No no, do go on about how attempting to optimize is "lazy" and "shameful", while picking choices more arbitrarily isn't. It should be interesting.
Of course, someone complaining about their attempts to optimize is silly.
I think perhaps some of us think the tech tree seems to be, or ought to be, a little more situational, such that there is no optimally efficient path through its entirety. It's lazy just to rush feudalism every game, and shameful to think that's good game design and see nothing changed.
What basis do you use to conclude "does it work?". Let's set aside the unambiguous fail mode junk like the game UI. What makes you conclude one mechanic "works" and another "does not work", aside from the literal sense like "UI lies" or "game desyncs every other turn in MP"?
Like I said, it's more subjective. It requires a goal that we were aiming for to begin with. Since we're talking about the Samurai, let's go with that. If they're just there to add Japanese flavor, I suppose they suffice. If they're supposed to add some uniqueness or flexibility to Japanese playstyle, I think they sorely fail, and tweaking their stats isn't going to change anything.

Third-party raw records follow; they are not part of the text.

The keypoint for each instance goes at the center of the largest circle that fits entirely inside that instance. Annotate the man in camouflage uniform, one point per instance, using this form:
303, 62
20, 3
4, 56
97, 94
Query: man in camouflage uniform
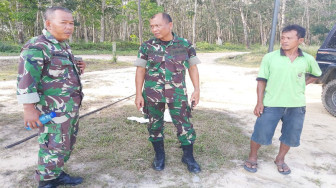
49, 80
161, 68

Still not getting away from number crunching. Most of the trivial choices are such because the numerical ROI is consistently disparate in favor of one or a few options over alternatives.
You number crunch after the fact, and try to cut down on the disparities. The point is always: Do not start with the number crunching.
Some people consider the small efficiencies interesting too. They smash deity dozens of turns earlier than typical players believe possible.
And? You just seem to be implying that these are somehow the authoritative Civ players.
If you crunch numbers poorly, you do poorly. The decision of whether to use UU or not under optimal play is determined by whether it confers more benefit than alternative investments. Bad upgrade paths can make the cost prohibitive or limit the return, but if this is the sole basis for the decision you can miss a window of strong usage.
The insults do you no favors. Again, you act as though this is the authoritative style, and there is only one logical choice, and the rest of us are stupid for not agreeing. It's that attitude that's so infuriating to folk like me and Marzen. It does sound as if you're handing off the game to a calculator and watching the result. Would the game not be richer if there was no true optimum?
What "makes the samurai interesting"? You can make something interesting, then balance it...assuming it matters enough to the person doing the work.
Their UU passive really doesn't. It was killer the entire Civ in 5, but barely a flash in the pan for one unit. They need something else. But we'll have to think of it before there are numbers to crunch.
People make that complaint because they want something to be viable, but it isn't because of where it's placed. As such pursuing it can harm their position...why make a known poor choice on purpose? Variant play and not much else.
Nah, see here, you're trying to have your cake and eat it, too. The so-called casuals want that stuff to be viable as well, but get looked down upon for doing it anyway. The optimizers want the game changed to fit their playstyle, but this is apparently fine, and completely different from what the filthy casuals want.
Variant play. You make it sound like such a bad word. We should be encouraging it, to make as many variants as viable as possible.
Players do often say something "feels like cheating". This is not the mark of a casual player. It's mark of an irrational/incoherent player, as they virtually never understand even their own framework for what is cheating, or even what feels like it. I've even seen such players claim some things "feel like cheating" while other things that confer a significantly greater benefit are fine in their book. It's a necessarily incoherent position.
Nah, again. People have opinions, and they're not irrational just because you don't agree with them. But I guess I really should expect this from a guy called "TheMeinTeam".